States, municipalities to face losses with cap on sales tax

The cap for sales tax ICMS rates on certain items, as proposed by the Chambers of Deputies and approved on Wednesday, may reduce inflation projections in the short term by 1 to 1.5 percentage points, while generating revenue losses for states and municipalities of R$65 billion to R$70 billion per year, especially as of 2023, economists estimate.

The current measure goes against what is done in most parts of the world, say some specialists, especially when it comes to fossil fuels, which usually suffer higher taxation.

Deputies approved a bill defining fuel, electricity, natural gas, communications and public transportation as essential goods and services, implying that they would have a 17%-18% cap for ICMS collection. Today, states usually apply rates as high as 30% on these items, especially fuel and energy.

The eventual impact of the measure on prices will depend on the rate charged by each state, but the governing coalition expects a reduction in gasoline, gas cylinders and electricity bills before the October election. “It is the latest attempt by Brasília to ease inflation after another bill to reduce the ICMS tax on diesel prices did not yield the expected results,” said Roberto Secemski, Brazil economist at Barclays.

On Tuesday, even before the decision at the Chamber of Deputies, J.P. Morgan added the possibility of the bill’s approval to its scenario and reduced its projection for benchmark inflation index IPCA in 2022 to 8.7% from 9.1%. “Considering an 80% pass-through to final consumers, we estimate that the gasoline tax cut reduces this year’s IPCA by about 40 basis points [0.4 percentage point]. For energy, we assume a 100% pass-through, as this price is controlled at the consumer level, which would reduce this year’s IPCA by about 30 basis points,” wrote economists Vinicius Moreira and Cassiana Fernandez.

The justification for the project among politicians is that states and municipalities have fiscal space and “surplus” cash. Ítalo Franca, an economist at Santander, notes, however, that the revenue of the states has risen by cyclical factors, such as high oil prices and high inflation. “When the disinflation process comes, revenue tends to fall,” he said.

In addition, expenses are normalizing, increases for civil servants have already been granted, but if inflation remains high, the pressure for increases ahead is likely to continue. “This can cause problems for the states’ accounts. In the broader picture, this revenue tends to fall. If the government wants to reduce taxes, I think it is positive, the tax overhaul is one of the focal points, but they cannot let mandatory expenses grow,” the economist said. “We contract a problem for one, two years from now. We are postponing it.”
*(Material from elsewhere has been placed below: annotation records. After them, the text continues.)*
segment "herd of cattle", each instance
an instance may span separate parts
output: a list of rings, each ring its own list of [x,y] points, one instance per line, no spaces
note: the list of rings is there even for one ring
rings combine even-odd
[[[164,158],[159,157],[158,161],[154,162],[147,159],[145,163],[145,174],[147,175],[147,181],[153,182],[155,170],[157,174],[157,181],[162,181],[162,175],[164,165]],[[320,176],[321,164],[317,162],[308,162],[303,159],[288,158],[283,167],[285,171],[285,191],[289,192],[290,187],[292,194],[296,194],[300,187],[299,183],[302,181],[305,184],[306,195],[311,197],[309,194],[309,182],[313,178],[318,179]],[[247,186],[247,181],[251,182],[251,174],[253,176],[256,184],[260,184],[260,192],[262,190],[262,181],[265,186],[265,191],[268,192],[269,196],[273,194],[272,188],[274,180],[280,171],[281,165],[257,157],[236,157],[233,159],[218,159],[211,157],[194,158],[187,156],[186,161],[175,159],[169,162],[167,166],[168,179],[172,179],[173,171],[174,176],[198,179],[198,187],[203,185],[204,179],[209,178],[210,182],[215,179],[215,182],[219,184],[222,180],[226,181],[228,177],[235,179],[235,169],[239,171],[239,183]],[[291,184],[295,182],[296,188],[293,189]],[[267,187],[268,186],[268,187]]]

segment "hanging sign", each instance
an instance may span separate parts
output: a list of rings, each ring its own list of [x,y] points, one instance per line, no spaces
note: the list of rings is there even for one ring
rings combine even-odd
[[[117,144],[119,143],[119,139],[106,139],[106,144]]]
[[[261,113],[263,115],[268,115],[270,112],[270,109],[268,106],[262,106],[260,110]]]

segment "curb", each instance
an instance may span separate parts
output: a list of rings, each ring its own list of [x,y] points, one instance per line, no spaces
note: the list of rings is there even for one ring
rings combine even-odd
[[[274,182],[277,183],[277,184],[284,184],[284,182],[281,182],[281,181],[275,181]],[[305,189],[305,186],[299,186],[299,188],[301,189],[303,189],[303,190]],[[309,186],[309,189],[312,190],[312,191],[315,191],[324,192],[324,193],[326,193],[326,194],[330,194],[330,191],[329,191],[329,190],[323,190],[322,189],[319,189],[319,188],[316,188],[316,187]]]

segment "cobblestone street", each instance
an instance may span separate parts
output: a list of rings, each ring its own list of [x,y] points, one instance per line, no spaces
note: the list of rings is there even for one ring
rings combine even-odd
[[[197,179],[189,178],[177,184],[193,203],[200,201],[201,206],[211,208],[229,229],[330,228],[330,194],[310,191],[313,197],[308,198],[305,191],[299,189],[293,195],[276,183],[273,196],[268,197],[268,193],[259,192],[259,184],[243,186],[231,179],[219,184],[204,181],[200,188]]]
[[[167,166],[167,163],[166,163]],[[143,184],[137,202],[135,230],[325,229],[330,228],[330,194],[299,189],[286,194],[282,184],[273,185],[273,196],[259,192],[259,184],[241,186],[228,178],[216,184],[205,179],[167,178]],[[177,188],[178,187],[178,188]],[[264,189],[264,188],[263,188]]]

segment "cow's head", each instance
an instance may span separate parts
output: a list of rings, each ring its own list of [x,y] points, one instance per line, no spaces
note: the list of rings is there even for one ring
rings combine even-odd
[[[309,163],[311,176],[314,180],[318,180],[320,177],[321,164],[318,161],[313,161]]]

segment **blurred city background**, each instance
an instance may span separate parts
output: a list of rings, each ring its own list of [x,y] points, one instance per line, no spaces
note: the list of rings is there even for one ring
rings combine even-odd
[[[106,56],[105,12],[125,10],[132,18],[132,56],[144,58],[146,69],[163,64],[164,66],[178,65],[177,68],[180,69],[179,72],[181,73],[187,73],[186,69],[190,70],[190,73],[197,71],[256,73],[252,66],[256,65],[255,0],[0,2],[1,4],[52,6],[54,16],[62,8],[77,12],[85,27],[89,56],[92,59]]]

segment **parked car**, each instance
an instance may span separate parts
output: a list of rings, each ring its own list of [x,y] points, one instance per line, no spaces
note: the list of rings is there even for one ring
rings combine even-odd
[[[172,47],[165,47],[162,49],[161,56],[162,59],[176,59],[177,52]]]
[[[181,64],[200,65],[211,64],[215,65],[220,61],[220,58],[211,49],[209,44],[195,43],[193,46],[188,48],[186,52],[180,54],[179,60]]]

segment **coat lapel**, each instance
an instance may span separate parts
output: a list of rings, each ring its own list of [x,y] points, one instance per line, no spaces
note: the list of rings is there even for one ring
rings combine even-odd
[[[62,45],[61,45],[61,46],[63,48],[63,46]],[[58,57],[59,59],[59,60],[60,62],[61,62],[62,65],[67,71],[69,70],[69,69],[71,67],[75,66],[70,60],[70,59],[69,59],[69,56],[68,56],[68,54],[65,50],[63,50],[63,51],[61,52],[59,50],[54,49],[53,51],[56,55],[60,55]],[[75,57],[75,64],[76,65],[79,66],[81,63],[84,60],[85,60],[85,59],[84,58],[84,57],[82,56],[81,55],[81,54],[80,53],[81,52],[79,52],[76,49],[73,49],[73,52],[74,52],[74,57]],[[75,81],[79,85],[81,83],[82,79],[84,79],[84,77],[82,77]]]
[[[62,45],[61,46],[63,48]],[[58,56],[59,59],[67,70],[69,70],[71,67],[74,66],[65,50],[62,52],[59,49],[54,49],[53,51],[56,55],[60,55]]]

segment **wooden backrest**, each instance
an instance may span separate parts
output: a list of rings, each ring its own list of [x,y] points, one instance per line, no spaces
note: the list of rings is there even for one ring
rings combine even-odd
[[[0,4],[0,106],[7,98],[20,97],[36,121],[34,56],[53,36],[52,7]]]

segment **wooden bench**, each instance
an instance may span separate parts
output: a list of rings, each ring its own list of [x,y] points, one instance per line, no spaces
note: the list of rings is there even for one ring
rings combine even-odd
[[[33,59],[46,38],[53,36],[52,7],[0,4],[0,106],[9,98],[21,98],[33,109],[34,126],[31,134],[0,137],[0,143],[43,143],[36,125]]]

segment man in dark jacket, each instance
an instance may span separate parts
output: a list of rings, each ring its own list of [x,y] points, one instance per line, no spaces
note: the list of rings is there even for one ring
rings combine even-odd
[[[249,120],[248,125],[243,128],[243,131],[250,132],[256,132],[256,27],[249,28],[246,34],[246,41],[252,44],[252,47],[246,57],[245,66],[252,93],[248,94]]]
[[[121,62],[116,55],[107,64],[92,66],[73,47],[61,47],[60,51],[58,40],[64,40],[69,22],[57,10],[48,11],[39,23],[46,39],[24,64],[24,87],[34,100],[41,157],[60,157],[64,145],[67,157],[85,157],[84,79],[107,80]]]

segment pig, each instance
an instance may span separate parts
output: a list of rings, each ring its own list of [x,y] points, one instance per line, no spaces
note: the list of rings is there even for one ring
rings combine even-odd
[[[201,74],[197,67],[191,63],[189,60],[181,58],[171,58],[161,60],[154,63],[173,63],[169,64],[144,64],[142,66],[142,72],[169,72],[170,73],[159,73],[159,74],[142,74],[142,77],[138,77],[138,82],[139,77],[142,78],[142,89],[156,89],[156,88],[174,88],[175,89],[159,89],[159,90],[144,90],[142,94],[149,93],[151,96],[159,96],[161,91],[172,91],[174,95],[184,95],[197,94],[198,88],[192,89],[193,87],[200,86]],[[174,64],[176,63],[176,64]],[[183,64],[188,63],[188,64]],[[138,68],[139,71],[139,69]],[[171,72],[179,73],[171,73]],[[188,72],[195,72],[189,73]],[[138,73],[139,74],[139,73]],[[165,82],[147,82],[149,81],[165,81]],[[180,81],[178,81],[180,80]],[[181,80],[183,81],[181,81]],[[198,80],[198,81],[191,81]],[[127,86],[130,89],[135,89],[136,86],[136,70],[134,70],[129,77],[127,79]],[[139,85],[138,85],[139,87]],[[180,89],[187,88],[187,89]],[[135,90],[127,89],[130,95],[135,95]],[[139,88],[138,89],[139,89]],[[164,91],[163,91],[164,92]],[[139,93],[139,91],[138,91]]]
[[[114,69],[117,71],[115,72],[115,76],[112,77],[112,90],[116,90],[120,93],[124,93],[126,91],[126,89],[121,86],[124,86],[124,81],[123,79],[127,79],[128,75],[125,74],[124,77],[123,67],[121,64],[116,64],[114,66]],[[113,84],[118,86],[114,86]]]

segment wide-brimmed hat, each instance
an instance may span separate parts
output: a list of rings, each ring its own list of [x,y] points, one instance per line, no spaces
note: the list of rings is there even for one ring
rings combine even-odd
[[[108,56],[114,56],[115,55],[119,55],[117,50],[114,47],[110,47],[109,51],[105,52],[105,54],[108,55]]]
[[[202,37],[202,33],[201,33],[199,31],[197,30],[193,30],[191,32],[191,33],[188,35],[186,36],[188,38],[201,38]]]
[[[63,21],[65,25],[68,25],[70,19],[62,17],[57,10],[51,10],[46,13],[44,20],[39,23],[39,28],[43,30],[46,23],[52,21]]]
Felipe Salto — Foto: Wenderson Araujo/Valor

Felipe Salto — Foto: Wenderson Araujo/Valor

If the states get into a tight spot further down the road, however, the problem returns to the federal government, notes the economist, as they need to enter government support schemes. Felipe Salto, secretary of Finance of São Paulo, said that the bill may reduce by R$0.10 to R$0.12 fuel prices in the pump, but the reduction will be rapidly offset by the effect of high oil prices driven by the war in Ukraine. According to him, the state will lose R$8.6 billion a year with the measure.

Fuels, electric energy, and telecommunications represent 31.7% of the states’ total ICMS collection, according to data from the National Council of Finance Policy (Confaz) organized by economist Sergio Gobetti, a specialist in public accounts.

“There is a high chance of litigation of this issue,” Citi comments in a report. “As this is an election year, it is not yet clear whether states would raise taxes on other goods to offset the negative impact of this bill on tax revenues.”

Although, in theory, there is fiscal space for the measure, Gabriel Leal de Barros, chief economist at Ryo Asset, says the ICMS is a tax with many problems and the focus of Congress should be on more structural solutions, such as the approval of the dual value-added tax – a single value-added tax encompassing the federal collections and another for state and municipal collections. Mr. Gobetti says that with the creation of the Tax on Goods and Services (IBS) in the model of a VAT, the tax overhaul is the best solution to standardize the tax burden on goods and services and end some distortions that exist in the ICMS.